Ist Simple Past Und Past Simple Das Gleiche
Habt ihr euch jemals gefragt, ob der Simple Past im Englischen und das deutsche Präteritum, oft auch als Imperfekt bezeichnet, eigentlich dasselbe sind? Klingt erstmal nach einer super trockenen Grammatikfrage, aber versprochen, wir machen’s lustig! Stellt euch vor, wir sind auf einer sprachlichen Schnitzeljagd, und das Ziel ist, herauszufinden, ob diese beiden Zeitformen quasi sprachliche Zwillinge sind oder doch eher entfernte Cousins, die sich nur auf Familienfeiern sehen.
Der erste Eindruck täuscht
Auf den ersten Blick sieht’s ja easy aus. Beide Zeitformen beschreiben abgeschlossene Handlungen in der Vergangenheit. "Ich ging ins Kino" (Präteritum) und "I went to the cinema" (Simple Past) – klingt doch verdächtig ähnlich, oder? Und in vielen Fällen ist das auch tatsächlich so. Wir können die beiden Zeitformen oft problemlos austauschen, ohne dass der Sinn komplett verloren geht. "Gestern regnete es" – "Yesterday it rained". Alles paletti!
Der Teufel steckt im Detail (und in der Umgangssprache)
Aber wie so oft, lauert der Teufel im Detail. Während das Präteritum im Deutschen vor allem in der Schriftsprache und in formelleren Gesprächen genutzt wird, ist es in der gesprochenen Sprache oft etwas… uncool. Stell dir vor, du erzählst deinen Freunden, dass du gestern ein neues Computerspiel kauftest. Klingt irgendwie nach Deutsch-Nachhilfe, oder? Im Englischen ist das Simple Past dagegen total normal im alltäglichen Gespräch. "I bought a new video game yesterday" klingt völlig natürlich.
In der gesprochenen Sprache bevorzugen wir im Deutschen oft das Perfekt. Statt "Ich ging ins Kino" sagen wir eher "Ich bin ins Kino gegangen". Das Perfekt ist sozusagen der lässige Cousin des Präteritums, der sich lieber mit Sneakern und Jeans als mit Anzug und Krawatte sehen lässt.
Die Sache mit den Hilfsverben
Ein weiterer Unterschied liegt im Gebrauch von Hilfsverben. Im Deutschen brauchen wir für das Perfekt "haben" oder "sein". "Ich habe gegessen", "Ich bin gefahren". Das Simple Past im Englischen kommt dagegen meistens ohne zusätzliche Helfer aus. "I ate", "I drove". Außer natürlich bei Fragen oder Verneinungen, wo das gute alte "did" zum Einsatz kommt: "Did you eat?", "I didn't drive".
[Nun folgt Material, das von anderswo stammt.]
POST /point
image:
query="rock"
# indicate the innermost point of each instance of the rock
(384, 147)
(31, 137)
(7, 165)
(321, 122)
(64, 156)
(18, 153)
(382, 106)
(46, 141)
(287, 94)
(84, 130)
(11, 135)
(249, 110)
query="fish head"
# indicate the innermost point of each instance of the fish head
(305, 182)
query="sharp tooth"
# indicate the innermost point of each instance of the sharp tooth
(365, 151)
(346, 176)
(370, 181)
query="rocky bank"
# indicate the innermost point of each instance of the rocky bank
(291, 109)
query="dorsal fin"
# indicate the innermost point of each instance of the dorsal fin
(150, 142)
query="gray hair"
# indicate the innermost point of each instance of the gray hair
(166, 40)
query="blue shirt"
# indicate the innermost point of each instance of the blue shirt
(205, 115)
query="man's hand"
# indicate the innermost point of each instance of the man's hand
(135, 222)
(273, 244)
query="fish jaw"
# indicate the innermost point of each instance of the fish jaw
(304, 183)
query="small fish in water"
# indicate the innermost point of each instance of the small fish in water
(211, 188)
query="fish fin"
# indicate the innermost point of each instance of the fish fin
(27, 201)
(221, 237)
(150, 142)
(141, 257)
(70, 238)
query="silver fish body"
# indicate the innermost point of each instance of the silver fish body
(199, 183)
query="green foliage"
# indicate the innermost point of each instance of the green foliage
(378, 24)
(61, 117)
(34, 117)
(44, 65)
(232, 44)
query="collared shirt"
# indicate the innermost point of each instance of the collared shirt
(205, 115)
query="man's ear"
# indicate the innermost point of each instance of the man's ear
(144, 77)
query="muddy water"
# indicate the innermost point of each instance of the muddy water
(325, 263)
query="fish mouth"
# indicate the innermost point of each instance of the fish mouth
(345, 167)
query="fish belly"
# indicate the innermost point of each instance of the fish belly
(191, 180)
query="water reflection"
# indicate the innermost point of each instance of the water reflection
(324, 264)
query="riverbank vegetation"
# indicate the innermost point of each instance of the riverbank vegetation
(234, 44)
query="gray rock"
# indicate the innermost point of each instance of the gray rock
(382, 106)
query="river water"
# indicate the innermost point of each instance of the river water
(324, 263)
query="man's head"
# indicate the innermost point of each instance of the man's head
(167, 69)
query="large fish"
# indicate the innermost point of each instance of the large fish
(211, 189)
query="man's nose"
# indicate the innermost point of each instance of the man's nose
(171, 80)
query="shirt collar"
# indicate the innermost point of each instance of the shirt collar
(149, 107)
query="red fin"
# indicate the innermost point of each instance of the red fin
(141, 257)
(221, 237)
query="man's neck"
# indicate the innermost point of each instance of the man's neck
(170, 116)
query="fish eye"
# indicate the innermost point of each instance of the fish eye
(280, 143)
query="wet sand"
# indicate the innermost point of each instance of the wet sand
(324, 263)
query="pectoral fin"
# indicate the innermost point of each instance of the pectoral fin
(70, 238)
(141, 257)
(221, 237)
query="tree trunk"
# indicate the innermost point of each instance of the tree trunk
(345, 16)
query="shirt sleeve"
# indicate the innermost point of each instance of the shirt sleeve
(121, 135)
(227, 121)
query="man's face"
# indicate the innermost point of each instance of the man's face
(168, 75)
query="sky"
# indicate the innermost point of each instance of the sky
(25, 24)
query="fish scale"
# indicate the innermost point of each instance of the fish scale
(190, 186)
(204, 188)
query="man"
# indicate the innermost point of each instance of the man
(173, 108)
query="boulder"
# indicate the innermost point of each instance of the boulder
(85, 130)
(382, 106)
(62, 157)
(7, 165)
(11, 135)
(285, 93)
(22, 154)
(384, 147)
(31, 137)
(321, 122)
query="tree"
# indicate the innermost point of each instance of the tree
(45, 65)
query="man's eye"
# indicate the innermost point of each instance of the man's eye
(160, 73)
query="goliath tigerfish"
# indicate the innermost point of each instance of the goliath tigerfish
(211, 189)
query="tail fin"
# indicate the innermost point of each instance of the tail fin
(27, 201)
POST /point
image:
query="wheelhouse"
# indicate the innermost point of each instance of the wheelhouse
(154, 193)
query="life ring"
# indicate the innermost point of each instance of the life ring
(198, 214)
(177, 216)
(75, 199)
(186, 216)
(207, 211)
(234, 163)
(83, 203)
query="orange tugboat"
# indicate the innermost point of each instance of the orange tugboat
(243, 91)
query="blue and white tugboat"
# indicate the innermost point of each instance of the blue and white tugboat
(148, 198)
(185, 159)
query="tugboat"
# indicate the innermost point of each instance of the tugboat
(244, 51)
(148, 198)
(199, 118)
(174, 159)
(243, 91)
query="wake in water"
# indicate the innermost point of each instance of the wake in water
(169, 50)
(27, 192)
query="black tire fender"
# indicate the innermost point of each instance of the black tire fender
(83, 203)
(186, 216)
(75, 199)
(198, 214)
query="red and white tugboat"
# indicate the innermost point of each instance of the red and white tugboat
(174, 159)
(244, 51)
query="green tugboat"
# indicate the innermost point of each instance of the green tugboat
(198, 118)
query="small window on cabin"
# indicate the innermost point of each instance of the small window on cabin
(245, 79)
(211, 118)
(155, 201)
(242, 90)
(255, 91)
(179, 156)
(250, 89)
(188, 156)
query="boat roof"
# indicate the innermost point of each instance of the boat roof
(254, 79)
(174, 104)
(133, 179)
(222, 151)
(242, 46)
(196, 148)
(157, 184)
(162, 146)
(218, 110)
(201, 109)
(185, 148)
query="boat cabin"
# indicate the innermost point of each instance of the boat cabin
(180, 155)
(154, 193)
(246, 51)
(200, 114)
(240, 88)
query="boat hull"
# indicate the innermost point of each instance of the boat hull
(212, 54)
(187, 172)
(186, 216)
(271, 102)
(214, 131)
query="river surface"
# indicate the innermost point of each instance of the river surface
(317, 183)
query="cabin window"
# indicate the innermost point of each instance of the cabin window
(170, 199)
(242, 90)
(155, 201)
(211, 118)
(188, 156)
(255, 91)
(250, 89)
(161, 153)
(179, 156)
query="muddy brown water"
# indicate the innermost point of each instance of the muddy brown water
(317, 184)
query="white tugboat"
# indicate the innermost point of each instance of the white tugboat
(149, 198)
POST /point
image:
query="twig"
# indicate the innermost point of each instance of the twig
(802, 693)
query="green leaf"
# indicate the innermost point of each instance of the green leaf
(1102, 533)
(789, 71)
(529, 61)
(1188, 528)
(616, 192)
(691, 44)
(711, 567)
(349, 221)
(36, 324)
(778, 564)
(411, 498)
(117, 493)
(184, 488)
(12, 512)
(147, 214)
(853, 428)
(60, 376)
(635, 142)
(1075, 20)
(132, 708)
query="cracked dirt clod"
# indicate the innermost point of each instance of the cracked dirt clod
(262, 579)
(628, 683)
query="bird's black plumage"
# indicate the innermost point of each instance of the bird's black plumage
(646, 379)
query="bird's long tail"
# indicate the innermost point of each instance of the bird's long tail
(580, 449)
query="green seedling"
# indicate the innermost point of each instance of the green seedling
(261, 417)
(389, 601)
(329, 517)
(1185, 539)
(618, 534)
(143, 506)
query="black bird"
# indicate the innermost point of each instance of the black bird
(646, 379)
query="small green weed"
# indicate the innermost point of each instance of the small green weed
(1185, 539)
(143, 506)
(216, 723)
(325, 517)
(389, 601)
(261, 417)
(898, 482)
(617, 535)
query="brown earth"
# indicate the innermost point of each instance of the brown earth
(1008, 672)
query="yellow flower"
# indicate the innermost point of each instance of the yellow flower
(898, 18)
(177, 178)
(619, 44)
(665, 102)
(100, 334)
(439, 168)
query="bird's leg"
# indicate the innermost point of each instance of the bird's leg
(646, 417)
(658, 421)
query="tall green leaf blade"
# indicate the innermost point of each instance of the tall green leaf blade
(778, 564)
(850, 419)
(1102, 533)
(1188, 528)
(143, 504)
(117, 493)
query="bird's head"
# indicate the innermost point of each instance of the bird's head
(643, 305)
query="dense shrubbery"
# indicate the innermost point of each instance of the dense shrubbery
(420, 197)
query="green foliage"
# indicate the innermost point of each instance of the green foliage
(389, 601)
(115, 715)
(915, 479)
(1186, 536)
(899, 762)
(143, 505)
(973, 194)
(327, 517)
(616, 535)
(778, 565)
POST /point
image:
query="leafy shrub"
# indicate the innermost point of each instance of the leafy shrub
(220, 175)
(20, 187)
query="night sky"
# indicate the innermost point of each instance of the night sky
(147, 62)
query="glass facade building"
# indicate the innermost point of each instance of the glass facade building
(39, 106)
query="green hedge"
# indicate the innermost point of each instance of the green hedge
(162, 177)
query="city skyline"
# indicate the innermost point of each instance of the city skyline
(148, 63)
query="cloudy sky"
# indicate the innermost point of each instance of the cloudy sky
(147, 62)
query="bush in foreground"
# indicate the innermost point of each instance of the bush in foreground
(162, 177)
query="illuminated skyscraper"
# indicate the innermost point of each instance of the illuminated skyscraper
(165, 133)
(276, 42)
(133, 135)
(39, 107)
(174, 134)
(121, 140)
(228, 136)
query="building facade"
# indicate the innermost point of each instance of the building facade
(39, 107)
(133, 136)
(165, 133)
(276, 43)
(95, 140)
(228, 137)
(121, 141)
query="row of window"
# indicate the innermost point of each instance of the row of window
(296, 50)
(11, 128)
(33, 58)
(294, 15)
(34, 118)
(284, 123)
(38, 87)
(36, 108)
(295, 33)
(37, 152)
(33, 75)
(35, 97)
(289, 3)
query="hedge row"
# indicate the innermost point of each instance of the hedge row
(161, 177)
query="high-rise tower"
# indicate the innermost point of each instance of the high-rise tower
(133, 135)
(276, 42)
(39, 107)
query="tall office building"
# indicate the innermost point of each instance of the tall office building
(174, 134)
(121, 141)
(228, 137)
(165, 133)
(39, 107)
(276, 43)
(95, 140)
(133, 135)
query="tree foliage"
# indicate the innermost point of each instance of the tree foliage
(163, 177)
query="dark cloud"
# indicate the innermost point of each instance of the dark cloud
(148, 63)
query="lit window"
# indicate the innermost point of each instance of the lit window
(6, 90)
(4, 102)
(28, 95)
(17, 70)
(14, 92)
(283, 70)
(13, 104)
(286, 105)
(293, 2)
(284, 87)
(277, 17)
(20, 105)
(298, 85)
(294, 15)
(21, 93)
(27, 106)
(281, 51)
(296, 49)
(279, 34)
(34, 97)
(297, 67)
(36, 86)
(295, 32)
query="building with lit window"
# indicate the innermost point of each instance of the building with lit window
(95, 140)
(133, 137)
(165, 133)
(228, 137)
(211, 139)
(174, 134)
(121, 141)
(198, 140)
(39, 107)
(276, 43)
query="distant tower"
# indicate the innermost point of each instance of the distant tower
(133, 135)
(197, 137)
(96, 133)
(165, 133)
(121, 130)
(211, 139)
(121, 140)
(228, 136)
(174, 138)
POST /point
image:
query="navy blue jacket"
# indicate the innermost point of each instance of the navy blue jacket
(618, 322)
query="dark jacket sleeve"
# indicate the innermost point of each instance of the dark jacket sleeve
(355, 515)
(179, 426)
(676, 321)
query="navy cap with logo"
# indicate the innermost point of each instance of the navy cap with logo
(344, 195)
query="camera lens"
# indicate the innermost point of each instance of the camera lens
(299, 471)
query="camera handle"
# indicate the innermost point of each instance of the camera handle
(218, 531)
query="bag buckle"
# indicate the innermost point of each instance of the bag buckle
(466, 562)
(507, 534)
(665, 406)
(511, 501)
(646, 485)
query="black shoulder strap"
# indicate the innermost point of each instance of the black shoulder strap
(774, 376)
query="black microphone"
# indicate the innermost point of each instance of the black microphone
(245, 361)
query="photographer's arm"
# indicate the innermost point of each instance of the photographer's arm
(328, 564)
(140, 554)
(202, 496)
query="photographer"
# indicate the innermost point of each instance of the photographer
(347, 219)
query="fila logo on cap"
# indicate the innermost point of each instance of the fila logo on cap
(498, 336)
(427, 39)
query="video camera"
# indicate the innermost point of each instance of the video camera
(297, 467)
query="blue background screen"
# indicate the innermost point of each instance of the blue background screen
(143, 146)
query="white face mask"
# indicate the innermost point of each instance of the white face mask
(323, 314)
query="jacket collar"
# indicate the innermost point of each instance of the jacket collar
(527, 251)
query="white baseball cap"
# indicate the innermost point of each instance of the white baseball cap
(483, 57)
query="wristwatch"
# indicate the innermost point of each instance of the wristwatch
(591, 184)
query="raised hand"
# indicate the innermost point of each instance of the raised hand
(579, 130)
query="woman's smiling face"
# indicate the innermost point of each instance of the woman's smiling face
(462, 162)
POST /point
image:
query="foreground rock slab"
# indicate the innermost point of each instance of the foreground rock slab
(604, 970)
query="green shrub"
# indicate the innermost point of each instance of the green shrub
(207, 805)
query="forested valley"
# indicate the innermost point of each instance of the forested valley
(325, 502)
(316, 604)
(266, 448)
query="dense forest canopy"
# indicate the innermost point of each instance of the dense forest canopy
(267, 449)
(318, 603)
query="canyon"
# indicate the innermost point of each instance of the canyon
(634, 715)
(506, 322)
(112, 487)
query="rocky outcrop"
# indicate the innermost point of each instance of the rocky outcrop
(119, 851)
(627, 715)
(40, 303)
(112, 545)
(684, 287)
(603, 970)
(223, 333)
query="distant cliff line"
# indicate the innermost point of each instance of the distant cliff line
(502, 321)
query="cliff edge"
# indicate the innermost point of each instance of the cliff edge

Merke: Das Simple Past ist im Englischen ein Allrounder, während das Präteritum im Deutschen eher der elegante Gentleman ist, der nur zu besonderen Anlässen aus dem Schrank geholt wird.
Regionale Unterschiede machen’s noch spannender
Und als ob das noch nicht kompliziert genug wäre, gibt’s auch noch regionale Unterschiede! In Süddeutschland und Österreich wird das Präteritum in der gesprochenen Sprache noch seltener genutzt als im Norden. Da ist das Perfekt quasi König. Stell dir vor, du bist in Bayern und erzählst jemandem, dass du letztes Jahr in Urlaub fuhrst. Die Wahrscheinlichkeit ist hoch, dass du komische Blicke erntest. "I bin gfahrn!" wäre hier die Devise.
Fazit: Zwillinge? Eher nicht.
Also, sind Simple Past und Präteritum das Gleiche? Die Antwort ist ein klares: Jein! Sie haben zwar viele Gemeinsamkeiten, aber eben auch feine Unterschiede, die den Umgang mit ihnen beeinflussen. Das Simple Past ist der unkomplizierte Kumpel, der immer für dich da ist, während das Präteritum der etwas steife, aber dennoch charmante Freund ist, den man nicht allzu oft sieht.
Lasst uns das Ganze also nicht zu ernst nehmen. Sprachen sind lebendig und entwickeln sich ständig weiter. Und solange wir uns gegenseitig verstehen, ist doch alles in Butter! Und wer weiß, vielleicht wird das Präteritum ja irgendwann wieder zum coolen Trendsetter. Man soll ja niemals nie sagen!
Also, das nächste Mal, wenn ihr Englisch oder Deutsch sprecht, denkt an unsere kleine sprachliche Schnitzeljagd und habt Spaß dabei, die Unterschiede und Gemeinsamkeiten zu entdecken. Denn Sprachen lernen sollte vor allem eins: Freude bereiten!